The confusion doesn't stop with the prologue, and this is very much in keeping with the book. It's also part of what make both book and adaptation so profoundly unsettling. Totalitarianism is, after all, meant to be absolutely all-encompassing, and the Party described in 1984 takes the approach so seriously that world history is rewritten, language is curtailed, rules are blurred and morality muddled. The government keeps its citizenry in a state of nearly infantile confusion and under constant surveillance, thereby not only controlling every move that the population makes but frequently anticipating it. To that end, then: does the Party know of Wilson's rat phobia because they know everything about everyone? Or did they plant the fear in him in the first place?

Because a play, unlike a book, cannot feature pages upon pages of florid description or character subtext, the stage adaptation only adds to the book's disquieting sense of confusion and uncertainty. Winston, played with a dazed and stupified wariness by Tom Sturridge, is a deer caught in headlights, and his fate--just as soul-crushingly inevitable as it is in the book--only seems sadder and more inevitable. This is especially the case since Julia (a sharp, stark Olivia Wilde) is much harder to read, here: Is she really drawn to Winston? Or is she just another player in his elaborate entrapment? Similarly, O'Brien is played with such levelheaded calm and appealing surety by the brilliant Reed Birney that he might just possibly be a good guy even though you know he's not...right? Maybe? Just for a second? You know, the way sometimes, just for a second, two and two make five?

Then there are the beautifully slick production values of 1984, which lure in especially insidious and disturbing ways. Lights flick off and plunge the theater into pitch darkness, or burst on in a near-condemnation of the audience. Crisply resonant sounds echo, explode, startle. Walls fold in on themselves in ways that are both dazzling and somehow gorgeously violent. Projected images--of Winston's diary pages, the quaint back room of the antique shop, an execution during the brilliantly staged and deeply unsettling two-minutes hate--are simultaneously awful and beautiful enough to become squirmily seductive. After over an hour of such nimbly attractive stagework, the scene in Room 101--a plain white space featuring comparatively few special effects and bodies moving in relatively straightforward direction--struck me as positively mundane. It could, I found myself thinking, be much more visually appealing: maybe there could be more projections on the walls--of rats, perhaps--or sound effects that could be louder and more sudden, Maybe this scene, too, could become somehow more spectacular.
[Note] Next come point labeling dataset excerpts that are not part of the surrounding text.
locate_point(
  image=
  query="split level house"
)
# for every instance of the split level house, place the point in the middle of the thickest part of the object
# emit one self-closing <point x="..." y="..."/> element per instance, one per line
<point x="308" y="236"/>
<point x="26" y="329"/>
Then I stepped back from my own thoughts, realized that I was watching a scene of extensive and grisly torture of a human being, and critiquing ints lack of slick snazziness--and I have yet to forgive myself for it.

So. I'm not going to lie: like the book, the adaptation of 1984 is tough stuff. Word is that the show has its own in-house nurse because people have fainted while (or right after) watching it. The show is quite graphic in its depiction of a deeply oppressive government that controls its citizenry totally, and thus sometimes in brutish and bloody ways. Children under 13 are not admitted to the production, and I find myself agreeing with that call.
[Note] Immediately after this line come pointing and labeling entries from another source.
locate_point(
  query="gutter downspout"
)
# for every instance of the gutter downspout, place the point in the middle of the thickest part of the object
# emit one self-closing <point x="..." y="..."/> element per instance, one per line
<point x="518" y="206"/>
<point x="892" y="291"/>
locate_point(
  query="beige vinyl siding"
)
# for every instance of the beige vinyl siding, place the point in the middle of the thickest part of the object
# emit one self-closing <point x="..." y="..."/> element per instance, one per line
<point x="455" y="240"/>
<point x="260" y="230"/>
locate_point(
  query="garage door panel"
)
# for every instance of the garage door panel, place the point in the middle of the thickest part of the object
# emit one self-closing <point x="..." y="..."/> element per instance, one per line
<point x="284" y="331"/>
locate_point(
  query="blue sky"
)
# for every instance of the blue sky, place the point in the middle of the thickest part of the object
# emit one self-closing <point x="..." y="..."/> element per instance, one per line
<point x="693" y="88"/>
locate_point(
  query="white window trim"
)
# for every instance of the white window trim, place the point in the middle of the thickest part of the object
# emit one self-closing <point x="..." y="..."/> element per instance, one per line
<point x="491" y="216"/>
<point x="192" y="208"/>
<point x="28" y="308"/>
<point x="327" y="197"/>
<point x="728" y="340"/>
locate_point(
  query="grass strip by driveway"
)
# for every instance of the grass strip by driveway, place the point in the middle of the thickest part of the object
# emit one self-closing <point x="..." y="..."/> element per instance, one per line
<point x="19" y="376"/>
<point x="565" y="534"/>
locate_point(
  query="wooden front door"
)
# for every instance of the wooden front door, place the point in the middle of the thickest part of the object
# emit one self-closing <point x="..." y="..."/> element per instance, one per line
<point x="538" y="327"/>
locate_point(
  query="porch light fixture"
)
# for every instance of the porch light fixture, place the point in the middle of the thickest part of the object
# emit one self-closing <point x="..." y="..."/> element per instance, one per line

But perhaps because 1984 is running at a time when we as a nation are suddenly, constantly questioning so much--what is real and what are lies; what is becoming of our civil liberties, our constitution, our very humanity--I found the production almost cathartic. We haven't hit Big Brother territory, for sure: war is not yet peace, freedom is not yet slavery, and two and two still equal four. Still, we're in a dark and scary place, and for all we know, Big Brother is watching us. I find myself weirdly grateful to this production for acknowledging as much.